Traversing the Subspace of Adversarial Patches
Jens Bayer, Stefan Becker, David Münch, Michael Arens, Jürgen Beyerer
TL;DR
This work investigates whether adversarial patches for object detectors lie on a low-dimensional manifold, as suggested by the manifold hypothesis. It analyzes a crafted set of patches with three dimensionality-reduction methods (PCA via Eigenpatches, convolutional autoencoders, and CVAEs), evaluating patch reconstruction quality and attack impact on a YOLOv7 tiny detector across INRIA and Crowdhuman datasets. The study finds that sophisticated nonlinear methods do not outperform PCA, and sampling patches from simple low-dimensional representations suffices for both attack execution and adversarial training effectiveness. Overall, the results support the manifold view of adversarial patches and indicate that PCA-based sampling provides a practical baseline for defense-oriented evaluations, with future work exploring additional manifold techniques and defenses.
Abstract
Despite ongoing research on the topic of adversarial examples in deep learning for computer vision, some fundamentals of the nature of these attacks remain unclear. As the manifold hypothesis posits, high-dimensional data tends to be part of a low-dimensional manifold.
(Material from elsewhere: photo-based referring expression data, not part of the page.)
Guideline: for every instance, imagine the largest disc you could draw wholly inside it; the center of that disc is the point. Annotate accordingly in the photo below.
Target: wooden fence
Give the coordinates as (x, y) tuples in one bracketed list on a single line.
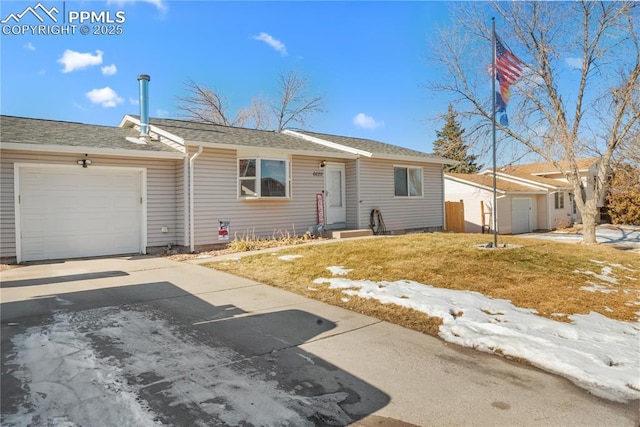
[(454, 212)]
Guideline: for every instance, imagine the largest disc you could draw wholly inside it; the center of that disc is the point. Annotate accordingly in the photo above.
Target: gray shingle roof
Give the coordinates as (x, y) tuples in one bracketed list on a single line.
[(374, 147), (217, 134), (25, 130)]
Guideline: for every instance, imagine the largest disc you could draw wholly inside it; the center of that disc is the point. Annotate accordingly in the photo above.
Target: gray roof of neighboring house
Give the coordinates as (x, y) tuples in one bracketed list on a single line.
[(502, 185), (374, 147), (23, 130), (218, 134)]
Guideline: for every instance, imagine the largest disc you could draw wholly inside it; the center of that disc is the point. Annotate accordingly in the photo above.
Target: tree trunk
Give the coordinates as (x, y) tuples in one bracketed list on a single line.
[(589, 225)]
To verify the thesis with adversarial patches, this paper provides an analysis of a set of adversarial patches and investigates the reconstruction abilities of three different dimensionality reduction methods. Quantitatively, the performance of reconstructed patches in an attack setting is measured and the impact of sampled patches from the latent space during adversarial training is investigated. The evaluation is performed on two publicly available datasets for person detection. The results indicate that more sophisticated dimensionality reduction methods offer no advantages over a simple principal component analysis.